En quelques années, ils se sont forgés un nom et une image. L214, de son nom complet L214 éthique et animaux, nourrit désormais le débat public sur la condition animale. Avec un slogan "Ouvrons les yeux sur l'élevage et les abattoirs", le ton est lancé, le message est clair et ne laisse nulle place au doute.
Pourtant, pour la première fois de son histoire, l'association se retrouve sur les bancs des accusés. Deux membres de L214, dont l'un des co-fondateurs de l'association, sont jugés pour avoir dissimulé des caméras dans un abattoir des Yvelines, filmant notamment l'étourdissement des porcs.
Tous deux sont poursuivis pour violation de domicile et tentative d'atteinte à la vie privée. Après avoir comparu au tribunal de Versailles le 4 septembre dernier, ils attendent désormais la décision de justice qui devrait être rendue le 9 octobre prochain. L'association risque une amende de 15.000 euros dont 10.000 euros avec sursis.
Je ne regrette pas les risques que nous avons pris.
Sébastien Arsac dans une lettre ouverte
Contactée par RTL.fr, Brigitte Gothière, présidente de L214, rappelle qu'il s'agit d'un cas isolé. "Il y a une affaire jugée contre X publications faites", souligne-t-elle. Interpellé par les gendarmes, l'un des militants explique n'avoir dévoilé qu'"une partie de l'horreur". "Je ne regrette pas les risques que nous avons pris car, sans nos images, ce qu’endurent ces animaux serait, encore une fois, resté caché", écrit Sébastien Arsac dans une lettre ouverte publiée sur le site internet de l'association.
Les militants de l'ONG ont démontré, une fois de plus, qu'ils étaient prêts à prendre des risques pour dénoncer la souffrance animale. "Ça ne va absolument pas nous stopper. Notre objectif, c'est vraiment de montrer et poser les cartes sur la table. On se donne les moyens pour informer au plus juste les consommateurs", martèle Brigitte Gothière.
Pour parvenir à ses fins, L214 use ainsi de procédés multiples. "La plupart des alertes qui nous viennent sont des gens qui sont à l'intérieur et qui ont envie de témoigner pour montrer ce qu'ils voient tous les jours", explique sa représentante.
Pour ces lanceurs d'alerte, qui ne sont à l'origine pas tous engagés pour la cause animale, la dénonciation se révèle inévitable. En novembre 2016, Mauricio Garcia-Pereira, employé d'un abattoir de Limoges, témoignait après avoir avoir filmé de sérieux manquements à la réglementation. Étourdissements ratés puis répétés, des vaches gestantes abattues... Le salarié avait choisi de tout dévoiler au grand jour.

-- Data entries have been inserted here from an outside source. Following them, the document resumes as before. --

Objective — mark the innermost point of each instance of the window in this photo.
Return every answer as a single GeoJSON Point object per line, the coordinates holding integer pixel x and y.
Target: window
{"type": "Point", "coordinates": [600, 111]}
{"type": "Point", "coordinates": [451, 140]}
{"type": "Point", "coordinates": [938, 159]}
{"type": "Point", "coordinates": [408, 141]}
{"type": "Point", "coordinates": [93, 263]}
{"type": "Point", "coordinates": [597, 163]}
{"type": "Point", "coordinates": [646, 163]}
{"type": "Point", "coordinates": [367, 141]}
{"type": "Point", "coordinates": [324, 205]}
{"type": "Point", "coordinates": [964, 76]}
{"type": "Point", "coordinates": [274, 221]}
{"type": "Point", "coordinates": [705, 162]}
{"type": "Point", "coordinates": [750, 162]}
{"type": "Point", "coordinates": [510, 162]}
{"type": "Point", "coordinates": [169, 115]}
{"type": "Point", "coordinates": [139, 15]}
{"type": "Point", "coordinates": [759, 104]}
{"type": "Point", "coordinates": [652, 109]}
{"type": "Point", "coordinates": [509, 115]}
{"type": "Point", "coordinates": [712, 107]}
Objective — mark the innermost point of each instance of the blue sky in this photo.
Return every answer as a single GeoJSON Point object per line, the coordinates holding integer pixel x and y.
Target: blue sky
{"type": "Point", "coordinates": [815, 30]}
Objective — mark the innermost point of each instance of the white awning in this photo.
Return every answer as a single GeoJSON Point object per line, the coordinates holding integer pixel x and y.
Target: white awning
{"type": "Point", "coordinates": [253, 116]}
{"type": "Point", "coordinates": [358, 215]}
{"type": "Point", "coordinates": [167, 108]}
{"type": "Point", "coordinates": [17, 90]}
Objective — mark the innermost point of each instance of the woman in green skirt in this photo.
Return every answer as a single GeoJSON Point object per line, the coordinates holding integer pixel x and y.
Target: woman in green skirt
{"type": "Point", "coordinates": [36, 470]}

"L'infiltration est aujourd'hui le seul moyen pour une association de protection animale d'accomplir son travail de témoignage public sur le sort réservé aux animaux dans les élevages et abattoirs. Dans la plupart des cas, les portes des entreprises sont fermées aux caméras des associations de protection animale", explique l'ONG sur son site internet.
On n'est pas là pour vendre des produits mais pour défendre les animaux
Brigitte Gothière, présidente de L214
Chaque jour, L214 explique recevoir "3 à 4 alertes par semaine". Vient ensuite un véritable travail d'enquête et de vérifications des informations qui s'étend sur plusieurs mois. Une fois les actes de cruauté filmés, montés et édités, il est temps de les rendre publics. La forme est toujours la même : une vidéo dénonçant les conditions d'élevage ou d'abattage des animaux. Le tout par le biais de clichés choc, devenues la marque de fabrique de l'association. "Évidemment, les images sont terribles mais ce n'est pas de notre faute. On ne va pas édulcorer la réalité, on n'est pas là pour vendre des produits mais pour défendre les animaux", martèle la présidente de l'association.
Les pratiques et risques pris par L214 semblent néanmoins porter leurs fruits. Sur la toile, de nombreux internautes confient avoir changé leurs habitudes alimentaires après avoir visionné les vidéos de l'association. Des résultats "encourageants" selon la présidente de l'association qui tient néanmoins à recadrer le débat. "On remet en question les pratiques courantes mais ce n'est pas pour autant que l'on juge les gens. On a découvert une injustice et on aimerait bien aller vers une société différente qui considère les animaux non plus comme des ressources individuelles mais comme des individus à part entière", garantit Brigitte Gothière.
Ce combat est longuement relaté et expliqué dans l'ouvrage de l'association intitulé "Une voix pour les animaux". En kiosque depuis le 6 septembre, ce livre, de près de 400 pages, propose de "faire voler en éclats la loi du silence face à la souffrance animale dans les élevages et les abattoirs".